Romi, how many issues total (total count) did your tool identify with CXF?

A potential flaw is not the same as an actual flaw (you'd have to go through the running code to determine that, usually outside the capabilities of a software checker), and probably the vast majority of what an automated tool like Veracode would report would fall into the former category. If you're aware of actual flaws (and not just potential ones), by all means, enter a JIRA for it.

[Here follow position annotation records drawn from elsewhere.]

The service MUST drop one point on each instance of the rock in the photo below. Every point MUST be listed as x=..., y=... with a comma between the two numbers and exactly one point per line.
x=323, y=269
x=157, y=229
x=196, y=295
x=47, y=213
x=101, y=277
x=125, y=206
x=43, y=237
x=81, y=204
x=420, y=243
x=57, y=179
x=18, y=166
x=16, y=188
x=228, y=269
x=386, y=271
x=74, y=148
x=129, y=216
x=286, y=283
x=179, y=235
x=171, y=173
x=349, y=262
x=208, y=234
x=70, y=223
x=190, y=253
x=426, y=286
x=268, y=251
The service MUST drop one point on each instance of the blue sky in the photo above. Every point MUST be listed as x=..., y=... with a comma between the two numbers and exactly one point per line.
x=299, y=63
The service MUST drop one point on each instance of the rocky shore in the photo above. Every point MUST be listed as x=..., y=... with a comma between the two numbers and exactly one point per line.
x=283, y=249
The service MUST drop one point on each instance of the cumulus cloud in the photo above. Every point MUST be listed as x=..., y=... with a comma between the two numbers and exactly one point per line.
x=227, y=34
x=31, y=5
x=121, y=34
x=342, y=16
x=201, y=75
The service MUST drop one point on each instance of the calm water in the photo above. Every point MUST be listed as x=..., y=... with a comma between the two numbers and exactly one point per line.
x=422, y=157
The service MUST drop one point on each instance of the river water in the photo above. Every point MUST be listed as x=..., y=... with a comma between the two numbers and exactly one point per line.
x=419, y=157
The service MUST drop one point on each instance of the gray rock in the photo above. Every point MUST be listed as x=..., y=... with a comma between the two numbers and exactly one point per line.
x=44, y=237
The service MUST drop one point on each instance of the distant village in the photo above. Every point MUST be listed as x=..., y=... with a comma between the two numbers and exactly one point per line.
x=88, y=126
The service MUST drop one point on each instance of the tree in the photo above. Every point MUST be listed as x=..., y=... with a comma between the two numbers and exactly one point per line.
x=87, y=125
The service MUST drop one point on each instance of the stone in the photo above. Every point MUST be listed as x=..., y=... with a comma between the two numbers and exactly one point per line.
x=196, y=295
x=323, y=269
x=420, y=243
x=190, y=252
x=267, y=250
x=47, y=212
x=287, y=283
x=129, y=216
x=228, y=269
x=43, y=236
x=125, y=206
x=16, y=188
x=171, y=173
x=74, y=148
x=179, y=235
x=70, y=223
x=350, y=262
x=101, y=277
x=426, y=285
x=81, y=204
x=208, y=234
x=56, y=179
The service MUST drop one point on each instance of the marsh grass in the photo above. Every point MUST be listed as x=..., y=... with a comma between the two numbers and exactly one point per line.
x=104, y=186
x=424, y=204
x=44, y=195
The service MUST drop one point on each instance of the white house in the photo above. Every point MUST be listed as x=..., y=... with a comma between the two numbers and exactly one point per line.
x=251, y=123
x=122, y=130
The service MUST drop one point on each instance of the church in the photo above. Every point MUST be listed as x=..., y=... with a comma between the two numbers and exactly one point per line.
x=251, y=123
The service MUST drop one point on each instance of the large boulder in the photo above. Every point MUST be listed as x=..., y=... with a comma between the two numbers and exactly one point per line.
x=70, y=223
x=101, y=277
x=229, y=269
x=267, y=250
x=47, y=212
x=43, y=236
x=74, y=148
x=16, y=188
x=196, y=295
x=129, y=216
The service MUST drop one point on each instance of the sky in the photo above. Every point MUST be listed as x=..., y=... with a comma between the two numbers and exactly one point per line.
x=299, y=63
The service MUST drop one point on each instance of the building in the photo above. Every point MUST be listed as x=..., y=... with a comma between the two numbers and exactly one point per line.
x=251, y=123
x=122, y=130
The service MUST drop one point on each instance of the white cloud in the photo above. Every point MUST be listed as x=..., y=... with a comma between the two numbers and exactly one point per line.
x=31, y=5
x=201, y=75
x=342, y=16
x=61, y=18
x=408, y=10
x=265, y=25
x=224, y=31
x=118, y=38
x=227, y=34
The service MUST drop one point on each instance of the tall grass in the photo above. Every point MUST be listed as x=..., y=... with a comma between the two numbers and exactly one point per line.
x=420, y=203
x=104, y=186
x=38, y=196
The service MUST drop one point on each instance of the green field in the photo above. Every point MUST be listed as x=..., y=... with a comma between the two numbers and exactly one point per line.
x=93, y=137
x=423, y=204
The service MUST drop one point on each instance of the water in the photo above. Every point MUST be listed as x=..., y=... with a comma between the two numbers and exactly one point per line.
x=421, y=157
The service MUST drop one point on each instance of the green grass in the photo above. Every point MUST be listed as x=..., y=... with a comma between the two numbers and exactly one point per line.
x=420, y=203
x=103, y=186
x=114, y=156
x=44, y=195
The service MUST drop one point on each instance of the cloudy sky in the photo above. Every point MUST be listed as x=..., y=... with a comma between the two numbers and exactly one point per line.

But CXF does not code to Veracode (nor can we, it being a commercial product and we're open source) or any other commercial code-testing tool's specific standards, indeed, if we tried to please all of them by taking the intersection of what they each allow it may not be possible to write any code at all. I suspect you'd easily run into the same issues if you tried Veracode with Jersey or RESTEasy.

Glen

On 12/02/2012 12:46 PM, Benson Margulies wrote:
On Sat, Dec 1, 2012 at 7:34 PM, Romi Awasthy <[email protected]> wrote:
Here are few sample issues that our tool has identified,

  Improper Output Neutralization for Logs:
http://cwe.mitre.org/data/definitions/117.html

org/apache/cxf/common/util/UrlUtils.java  line 53

This call to java.util.logging.Logger.warning() could result in a log
forging attack. The first argument to warning() contains tainted data. The
tainted data originated from earlier calls to
org.apache.xml.resolver.Catalog.parseCatalog,
org.apache.xml.resolver.Catalog.resolvePublic,
org.apache.xml.resolver.Catalog.resolveSystem, and
org.apache.xml.resolver.Catalog.resolveURI.  Avoid directly embedding user
input in log files when possible.
Why do you think that CXF is responsible for providing secure log messages?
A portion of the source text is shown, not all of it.